Int J Gynecol Cancer

Department of Gynecology & Obstetrics, The Cleveland Clinic Foundation, Cleveland, Ohio;Cancer Institute/Hospital, Chinese Academy of Medical Sciences, Beijing, People's Republic of China;Department of Gynecologic Oncology and Pelvic Surgery, Kaiser Permanente, Fontana, California;Department of Biostatistics, Cleveland Clinic Foundation, Cleveland, Ohio;Optical Biopsy Tech.

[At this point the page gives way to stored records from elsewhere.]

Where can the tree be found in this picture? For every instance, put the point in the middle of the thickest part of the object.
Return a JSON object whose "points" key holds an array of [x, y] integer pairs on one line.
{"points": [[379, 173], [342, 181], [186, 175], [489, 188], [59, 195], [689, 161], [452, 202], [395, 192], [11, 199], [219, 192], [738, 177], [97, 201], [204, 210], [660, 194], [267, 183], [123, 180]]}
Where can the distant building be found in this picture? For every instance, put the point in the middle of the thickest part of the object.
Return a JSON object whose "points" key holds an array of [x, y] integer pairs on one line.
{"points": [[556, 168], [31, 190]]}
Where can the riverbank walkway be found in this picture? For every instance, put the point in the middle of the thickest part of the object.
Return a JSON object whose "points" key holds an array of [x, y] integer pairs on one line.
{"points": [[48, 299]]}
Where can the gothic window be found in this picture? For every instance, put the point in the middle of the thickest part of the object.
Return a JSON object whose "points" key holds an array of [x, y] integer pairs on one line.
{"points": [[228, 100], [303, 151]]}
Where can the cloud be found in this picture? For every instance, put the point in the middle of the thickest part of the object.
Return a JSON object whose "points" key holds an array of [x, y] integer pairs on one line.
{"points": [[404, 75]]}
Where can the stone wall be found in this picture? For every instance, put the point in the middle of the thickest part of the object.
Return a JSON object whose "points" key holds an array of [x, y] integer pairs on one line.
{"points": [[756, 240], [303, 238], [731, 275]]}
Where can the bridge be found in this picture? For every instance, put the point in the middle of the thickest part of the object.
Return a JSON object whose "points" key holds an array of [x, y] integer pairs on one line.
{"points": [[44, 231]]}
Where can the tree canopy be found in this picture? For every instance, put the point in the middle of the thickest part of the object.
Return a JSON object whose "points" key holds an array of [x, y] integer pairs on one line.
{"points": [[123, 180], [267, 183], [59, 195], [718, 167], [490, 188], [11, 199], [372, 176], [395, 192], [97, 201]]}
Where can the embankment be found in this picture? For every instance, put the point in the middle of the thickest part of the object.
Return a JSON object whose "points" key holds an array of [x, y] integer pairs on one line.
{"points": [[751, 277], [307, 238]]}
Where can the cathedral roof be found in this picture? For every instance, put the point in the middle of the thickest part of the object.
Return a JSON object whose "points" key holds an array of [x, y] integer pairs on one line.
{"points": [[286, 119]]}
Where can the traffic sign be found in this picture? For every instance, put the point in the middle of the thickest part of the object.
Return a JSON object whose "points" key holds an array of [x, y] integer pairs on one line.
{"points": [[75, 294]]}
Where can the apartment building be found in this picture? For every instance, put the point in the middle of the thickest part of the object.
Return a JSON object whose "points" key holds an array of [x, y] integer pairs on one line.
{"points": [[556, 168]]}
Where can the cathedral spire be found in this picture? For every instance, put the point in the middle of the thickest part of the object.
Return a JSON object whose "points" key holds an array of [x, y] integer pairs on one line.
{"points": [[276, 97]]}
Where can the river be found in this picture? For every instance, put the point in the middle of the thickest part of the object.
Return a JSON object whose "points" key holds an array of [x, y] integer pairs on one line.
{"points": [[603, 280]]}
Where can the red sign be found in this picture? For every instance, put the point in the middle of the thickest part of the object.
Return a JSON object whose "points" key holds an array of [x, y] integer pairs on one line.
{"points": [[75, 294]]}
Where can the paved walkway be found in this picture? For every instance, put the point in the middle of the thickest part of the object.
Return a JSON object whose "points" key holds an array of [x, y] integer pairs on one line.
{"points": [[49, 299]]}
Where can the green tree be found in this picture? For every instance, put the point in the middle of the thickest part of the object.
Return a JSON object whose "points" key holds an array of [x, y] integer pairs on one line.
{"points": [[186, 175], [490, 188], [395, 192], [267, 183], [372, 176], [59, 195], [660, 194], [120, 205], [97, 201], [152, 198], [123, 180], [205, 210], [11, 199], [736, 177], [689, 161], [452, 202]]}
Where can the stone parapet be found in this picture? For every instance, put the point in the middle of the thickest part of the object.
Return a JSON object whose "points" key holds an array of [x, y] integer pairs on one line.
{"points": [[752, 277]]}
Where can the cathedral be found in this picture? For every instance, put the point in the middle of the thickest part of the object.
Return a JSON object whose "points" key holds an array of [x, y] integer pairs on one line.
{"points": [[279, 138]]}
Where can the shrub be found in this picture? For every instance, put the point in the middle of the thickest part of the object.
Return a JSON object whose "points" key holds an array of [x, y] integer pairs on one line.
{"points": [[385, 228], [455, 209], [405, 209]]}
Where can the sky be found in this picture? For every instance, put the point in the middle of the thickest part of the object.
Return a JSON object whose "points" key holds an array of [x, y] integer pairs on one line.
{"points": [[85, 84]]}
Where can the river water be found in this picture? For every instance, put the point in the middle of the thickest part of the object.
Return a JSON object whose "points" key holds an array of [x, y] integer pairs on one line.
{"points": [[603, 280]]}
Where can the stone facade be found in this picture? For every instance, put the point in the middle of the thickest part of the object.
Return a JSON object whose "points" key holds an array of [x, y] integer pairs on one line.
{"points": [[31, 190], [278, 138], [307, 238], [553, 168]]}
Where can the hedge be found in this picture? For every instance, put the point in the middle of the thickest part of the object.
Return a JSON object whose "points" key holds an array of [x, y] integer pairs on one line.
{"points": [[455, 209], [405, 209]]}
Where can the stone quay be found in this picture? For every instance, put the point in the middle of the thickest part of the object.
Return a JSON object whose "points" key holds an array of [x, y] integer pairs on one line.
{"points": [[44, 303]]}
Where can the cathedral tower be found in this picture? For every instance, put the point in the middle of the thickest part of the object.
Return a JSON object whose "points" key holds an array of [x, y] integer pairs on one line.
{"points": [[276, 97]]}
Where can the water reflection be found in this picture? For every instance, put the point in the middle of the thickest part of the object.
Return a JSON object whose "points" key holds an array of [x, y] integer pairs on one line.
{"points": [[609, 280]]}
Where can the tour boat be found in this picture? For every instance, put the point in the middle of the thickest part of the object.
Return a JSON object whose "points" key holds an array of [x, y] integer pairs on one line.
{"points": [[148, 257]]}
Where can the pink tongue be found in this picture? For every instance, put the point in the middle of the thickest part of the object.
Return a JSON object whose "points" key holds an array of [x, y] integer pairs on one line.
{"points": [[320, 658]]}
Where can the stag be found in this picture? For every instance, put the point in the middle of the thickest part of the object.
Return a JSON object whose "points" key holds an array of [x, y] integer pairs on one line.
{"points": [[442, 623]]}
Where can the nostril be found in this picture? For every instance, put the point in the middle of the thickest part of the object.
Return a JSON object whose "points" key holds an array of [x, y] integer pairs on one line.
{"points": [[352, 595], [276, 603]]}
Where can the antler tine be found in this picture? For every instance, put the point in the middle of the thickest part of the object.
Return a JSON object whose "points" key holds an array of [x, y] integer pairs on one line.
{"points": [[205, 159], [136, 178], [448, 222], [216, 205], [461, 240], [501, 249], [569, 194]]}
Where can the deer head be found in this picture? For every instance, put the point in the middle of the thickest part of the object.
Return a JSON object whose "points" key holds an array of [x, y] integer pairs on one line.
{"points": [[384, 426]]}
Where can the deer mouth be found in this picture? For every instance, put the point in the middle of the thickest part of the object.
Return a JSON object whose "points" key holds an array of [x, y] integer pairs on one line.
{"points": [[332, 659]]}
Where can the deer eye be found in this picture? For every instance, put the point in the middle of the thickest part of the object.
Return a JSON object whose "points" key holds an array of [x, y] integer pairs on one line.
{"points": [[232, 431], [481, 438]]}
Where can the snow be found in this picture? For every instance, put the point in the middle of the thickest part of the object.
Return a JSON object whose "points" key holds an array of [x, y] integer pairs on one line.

LLC, Knoxville, Tennessee;Digene Corporation, Silver Spring, Maryland;Cytyc Corporation, Boxborough, Massachusetts;Neopath Inc., Redmond, Washington;Department of Anatomic Pathology, The Cleveland Clinic Foundation, Cleveland, Ohio;Cancer Hospital, Yangcheng County, Shanxi Province, People's Republic of China; and Women and Children Health Station, Xiangyuan County, Shanxi Province, People's Republic of China.

Published: September 1999

For cervical cancer screening to be feasible in developing countries, it must be accurate, inexpensive, and easy to administer. We conducted a pilot study in rural Shanxi Province, People's Republic of China, to determine disease prevalence and study feasibility in preparation for a large-scale comparative trial of 6 screening tests. One-hundred and thirty-six nonpregnant women with no history of hysterectomy, pelvic radiation, or Papanicolaou tests were screened in a rural clinic. Ten percent of the women enrolled reported abnormal vaginal bleeding and 45% reported abnormal vaginal discharge. The tests were the Papanicolaou test (both conventional and ThinPrep), a self-administered swab test by Hybrid Capture II for high-risk human papillomavirus (HPV), a test for high-risk HPV from residual PreservCyt medium, fluorescence spectroscopy, and visual inspection of the cervix by a clinician. All women also underwent colposcopy and biopsies as the reference standard. Biopsies showed 12 of 136 women had >/= high-grade squamous intraepithelial lesions (HGSIL). Screening was completed in 5 half-day sessions, the procedures went smoothly, and local cooperation was enthusiastic. Disease prevalence in Xiangyuan and Yangcheng Counties, Shanxi Province, can be estimated at 8.8% (95% CI, 4.5% to 15.0%). Screening 1000-2000 patients would be sufficient to detect a 10% difference in accuracy between diagnostic tests. The proposed large-scale trial is feasible.